Let's taste the wines :
__Philippe Pacalet, Gevrey-Chambertin 2007. Nice color , lightened by turbidity. Nose : already opened, camphor aromas. Fruits, Morello cherry, some pepper. Fresh and vivid in the mouth. B. smells some incense in her emptied glass. Nicolas Luquet says "now comes the best time to taste the wines in the casks, after more than a year of elevage, the best moment being when the wines are racked before bottling". He says with a smile that for each cask, the last couple of buckets fill slowly drop by drop and tasting this wine that was so close to the lees is a priviledged pleasure... For the information, they fill a vat with two casks at a time and lift this vat upstairs with the service elevator, where it is lifted with a self-propelled elevator above the blending vat so that the wine gets racked by gravity.
__Philippe Pacalet, Nuits-Saint-Georges 2007. Stirred before the harvest. Expressive, nice aromatic structure. Nice Pinot-Noir nose, with pepper. Floral, peony nose, says B.

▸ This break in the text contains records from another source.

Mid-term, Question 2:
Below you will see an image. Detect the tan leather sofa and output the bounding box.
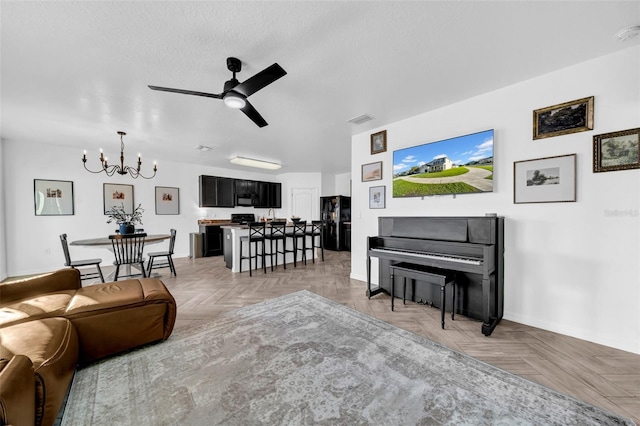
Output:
[0,269,176,426]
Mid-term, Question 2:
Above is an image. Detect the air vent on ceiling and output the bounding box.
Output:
[613,25,640,41]
[347,114,373,124]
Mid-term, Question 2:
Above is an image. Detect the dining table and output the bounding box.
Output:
[69,234,171,280]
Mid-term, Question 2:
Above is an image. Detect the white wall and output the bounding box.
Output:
[0,140,321,278]
[351,47,640,353]
[0,139,8,281]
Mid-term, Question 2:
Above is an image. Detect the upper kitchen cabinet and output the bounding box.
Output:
[199,175,235,207]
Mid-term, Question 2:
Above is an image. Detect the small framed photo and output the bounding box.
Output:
[33,179,74,216]
[593,128,640,173]
[513,154,576,204]
[533,96,594,139]
[156,186,180,214]
[102,183,133,214]
[369,186,386,209]
[362,161,382,182]
[371,130,387,155]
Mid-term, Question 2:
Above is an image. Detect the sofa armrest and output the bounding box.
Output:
[0,268,82,305]
[0,355,36,425]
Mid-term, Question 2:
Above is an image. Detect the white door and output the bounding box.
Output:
[291,188,320,222]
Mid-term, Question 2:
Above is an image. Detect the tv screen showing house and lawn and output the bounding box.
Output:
[393,129,493,198]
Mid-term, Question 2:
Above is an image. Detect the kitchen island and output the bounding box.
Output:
[220,223,318,272]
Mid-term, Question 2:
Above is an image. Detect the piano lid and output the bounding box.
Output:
[378,217,467,242]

__Philippe Pacalet, Pommard 1er Cru. Darker color. 4 casks of this wine. Intensity in the mouth. Well structured. B. notes the nice end of the mouth, with floral, encense aromas. They had originally a Premier Cru "les Chanlins" and since 2006 they have also this vineyard, "les Arvelets". Philippe Pacalet comes back from the office, he says he just received an English-written letter from a Canadian import company to which he sold several cases of Meursault, they wanted him to send back a signed statement, a sort of guarantee against whatever could happen to the wine, which he considers a vague notion which opens the way to an excessive leverage by the buyer. He says he refuses to sign such letters which amount to blank checks as they could virtually oblige him to take the wine back if the labels are scratched or the bottles mishandled. He sells his wines "départ de cave" at the winery's door, and if buyers use the right transport and take care of the wines they have no worry to have. Our conversation digresses about another wine importer (who didn't ask for such a signed statement), Joe Dressner, and his dog Buster...
__Philippe Pacalet, Gevrey Chambertin 1er Cru Bel Air 2007. Cask #103. Clear ruby. Nose : beeswax, encense says B. Philippe Pacalet says that in the early months this wine tastes always as if diluted, it needs time to take its place, it is a special wine in this regard. The vineyard is on the east, on a cold, rocky soil, with lots of minerality. Ruchottes (the climat) is nearby but on the south-east, on a gentler slope with a soil which is more debris and earth than rock. Bel Air is steep. There's a small but passionate following for Bel-Air wines among wine amateurs.
__Philippe Pacalet, Charmes-Chambertin 2007. Another beautiful Pinot-Noir nose, pepper. Small red fruits. Pacalet notes the rose aroma too. B. likes its "dodu", fleshy feel in the mouth. Joyous feel in the mouth. Pacalet's reds are always vinified whole-clustered, no detail is made, he considers that the stem is part of the process and brings a basis and the necessary substance, of course it implies more work including in the vineyard and you can't cheat when you don't destem. Also the whole clusters take more volume in the vinification vats, which is why many vignerons decided to destem to avoid having to buy more vats.
__Philippe Pacalet, Ruchottes Chambertin 2007. The wine was transferred in another cask (but with its own lees). Philippe Pacalet notes that the move was already beneficial for the wine, from what he tastes now. There has been a positive protein/tannins exchange between the wine and the lees. It brings a freshness and fixes the aromas, with the additional benefits of a proteinic stability, which makes a very stable mouthfeel accross time. I love its nose. Blueberry, blackcurrant, amber. Long mouthfeel.